Śpiewanie nie tylko schlebia naszej psychice i daje nam wewnętrzny napęd. Wspiera również różne funkcje organizmu. Jego uzdrawiająca moc znana jest od dawna - techniki oddechowe i intonowanie mantr są częścią nauk jogi od tysięcy lat. Współczesne badania potwierdzają również, że podczas śpiewania oddychamy lepiej i bardziej świadomie. Płuca wypełniają się większą ilością tlenu i oddychamy bardziej równomiernie. Uwalnia się napięcie, odczuwamy mniejszy ból i poprawia się krążenie. Stymulowane jest nawet trawienie. Śpiew wytwarza również wibracje w naszym ciele, które mają działanie odkwaszające, odtruwające i oczyszczające - zwiększając nasze dobre samopoczucie. Jeśli optymalnie wykorzystasz swoją przeponę, śpiewanie może być nawet skutecznym treningiem dla mięśni pleców.

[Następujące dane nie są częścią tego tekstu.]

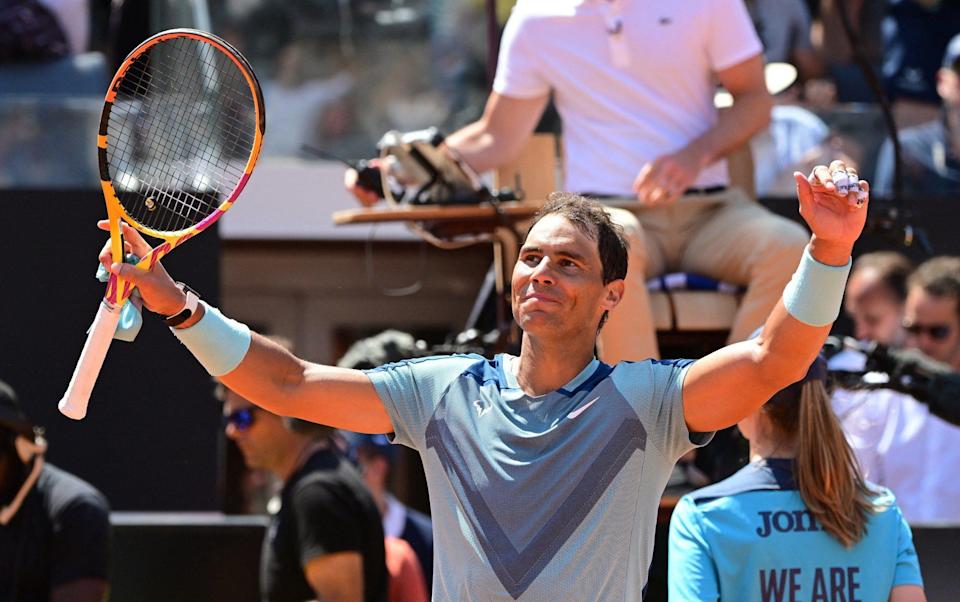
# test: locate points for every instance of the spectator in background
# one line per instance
(375, 454)
(784, 525)
(325, 539)
(915, 35)
(784, 29)
(54, 527)
(876, 291)
(930, 152)
(847, 82)
(40, 30)
(898, 442)
(634, 87)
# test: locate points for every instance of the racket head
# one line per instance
(181, 130)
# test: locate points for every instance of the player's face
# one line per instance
(876, 312)
(557, 285)
(932, 326)
(255, 431)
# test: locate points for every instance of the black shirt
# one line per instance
(60, 534)
(325, 508)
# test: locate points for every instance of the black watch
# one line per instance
(189, 308)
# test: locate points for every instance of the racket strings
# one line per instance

Dingleling - dodaje nam blasku

Bądźmy szczerzy: czy nie każdy z nas w pewnym momencie ubóstwiał jakiegoś muzyka? Nie tylko dlatego, że był przystojny, ale dlatego, że uważaliśmy, że to fajne, jak oddanie oddycha do mikrofonu. Tak, śpiewanie jest seksowne. Nawet dla nas. Co drugi mężczyzna uważa, że kobiety tworzące muzykę są atrakcyjne. Nie zrozum tego źle: Jeśli w castingu do DSDS nawalasz jedną nutę za drugą, niekoniecznie jesteś atrakcyjna. Ale jeśli odważymy się zaśpiewać groovy oldie w barze karaoke, mamy serca po naszej stronie, nawet z cienkim głosem. To samo tyczy się śpiewania urodzinowej piosenki na całe gardło. Zabawa, jaką przy tym mamy, sama w sobie daje nam pozytywną aurę. Radość życia jest zaraźliwa.